Hi @who_took_my_nick ,

you can handle the three different possibilities per day

  • Start time before stop time
  • Start time after stop time and
  • Start time equal stop time

as follows:

/*
  Forum: https://forum.arduino.cc/t/working-hours-logic/1228983/11
  Wowki: https://wokwi.com/projects/390883908441457665
  
*/

int startTime;
int stopTime;


void setup() {
  Serial.begin(115200);
  calcStartStopTime(8,10,12,0);
  checkTime(7,0);
  checkTime(10,12);
  checkTime(13,0);
  calcStartStopTime(12,0,8,10);
  checkTime(7,0);
  checkTime(10,12);
  checkTime(13,0);

  calcStartStopTime(12,0,12,0);
  checkTime(7,0);

}

void loop() {
}

void calcStartStopTime( int startH, int startM, int stopH, int stopM){
  startTime = startH*60+startM;
  stopTime  = stopH*60 +stopM;
  Serial.print("\nStart Time : ");
  printTime(startH, startM);
  Serial.print("  Stop Time : ");
  printTime(stopH, stopM);
  Serial.println();
}

void checkTime(int hour, int minute) {
  boolean isWorkingTime = false;
  unsigned long timeInMinutes = hour * 60 + minute;
  printTime(hour, minute);
  byte mode;
  if (stopTime < startTime) {
    mode = 0;  // start  after stop
  } else {
    mode = 1;  // stop after start
  }
  if (startTime == stopTime) {
    mode = 2; // start and stop at the same time 
  }
  switch (mode) {
    case 0:  // stop before start
      isWorkingTime = !(timeInMinutes >= stopTime && timeInMinutes < startTime );
      break;
    case 1:  // Deactivation later
      isWorkingTime = (timeInMinutes >= startTime && timeInMinutes < stopTime );
      break;
    case 2:  // At the same time ... ?!! 
      Serial.println("All day working OR lazy?");
      break;
  }
  if (mode != 2 ){
    Serial.println(isWorkingTime ? "Working Time" : "Free Time");
  }
}

void printTime(int h, int m){
  if (h < 10) {
    Serial.print('0');
  }
  Serial.print(h);
  Serial.print(":");
  if (m < 10) {
    Serial.print('0');
  }
  Serial.print(m);
  Serial.print('\t');

}

Feel free to check out this example sketch on Wokwi: https://wokwi.com/projects/390883908441457665

The solution is to compare startTime and stopTime to find out which of the three cases is relevant.

If stopTime is larger than startTime Working Time is the interval between startTime and stopTime.

If stopTime is less than startTime the sketch checks for the interval between stopTime and startTime (which is "Free Time") and inverts the result (Working Time = !Free Time).

19

what does something mean?

  • something needs to be executed each iteration of loop()?
  • something needs to be turned on at the start of the period and turned of at the end of the period?
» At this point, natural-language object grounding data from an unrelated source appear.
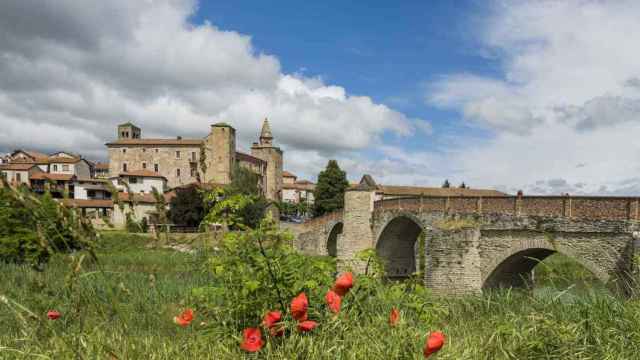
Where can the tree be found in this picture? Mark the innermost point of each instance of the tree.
(329, 193)
(187, 207)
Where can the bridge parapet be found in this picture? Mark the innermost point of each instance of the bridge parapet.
(574, 207)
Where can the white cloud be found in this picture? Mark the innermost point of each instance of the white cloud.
(567, 95)
(70, 72)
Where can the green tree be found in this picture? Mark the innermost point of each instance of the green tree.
(187, 207)
(329, 193)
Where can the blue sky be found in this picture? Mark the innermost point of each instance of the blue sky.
(385, 50)
(542, 96)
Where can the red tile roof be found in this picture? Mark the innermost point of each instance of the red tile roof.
(249, 158)
(17, 166)
(160, 142)
(48, 176)
(142, 173)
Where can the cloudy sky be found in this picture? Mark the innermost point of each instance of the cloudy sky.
(542, 96)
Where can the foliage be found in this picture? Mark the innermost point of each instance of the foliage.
(33, 228)
(187, 207)
(258, 270)
(329, 192)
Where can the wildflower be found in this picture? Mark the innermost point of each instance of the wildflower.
(343, 284)
(306, 326)
(53, 314)
(299, 306)
(434, 343)
(185, 318)
(394, 317)
(271, 321)
(333, 301)
(252, 340)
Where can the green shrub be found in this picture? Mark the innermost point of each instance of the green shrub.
(257, 270)
(32, 228)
for the first case, can something be enabled at the start of the period and if enabled, dis-abled at the end of the period? does the system identify a period or two separate events that happen to control, start/stop the same something

the 2nd case could also be handled by recognizing events at specific times.
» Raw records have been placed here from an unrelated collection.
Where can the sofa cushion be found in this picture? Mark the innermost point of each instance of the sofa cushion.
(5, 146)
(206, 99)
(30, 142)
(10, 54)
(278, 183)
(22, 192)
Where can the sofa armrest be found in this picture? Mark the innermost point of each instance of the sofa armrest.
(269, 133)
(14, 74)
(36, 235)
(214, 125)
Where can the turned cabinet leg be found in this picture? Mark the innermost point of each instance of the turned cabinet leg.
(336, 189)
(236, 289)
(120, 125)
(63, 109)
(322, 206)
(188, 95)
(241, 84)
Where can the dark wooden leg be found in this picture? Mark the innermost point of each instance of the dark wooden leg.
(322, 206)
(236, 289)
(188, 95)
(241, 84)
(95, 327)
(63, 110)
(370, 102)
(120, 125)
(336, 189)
so a something could be enabled at 23:50 and disabled at 0:10

1 Like
20 
uint16_t time = now.hour()*100 + now.minute();
if (time >= 2200 or time < 200){
    // do something
    }else{
     // don't do something
    }
21

The entire computing world has been using epoch-based time in some form or another since the 1970s. Why invent a new format?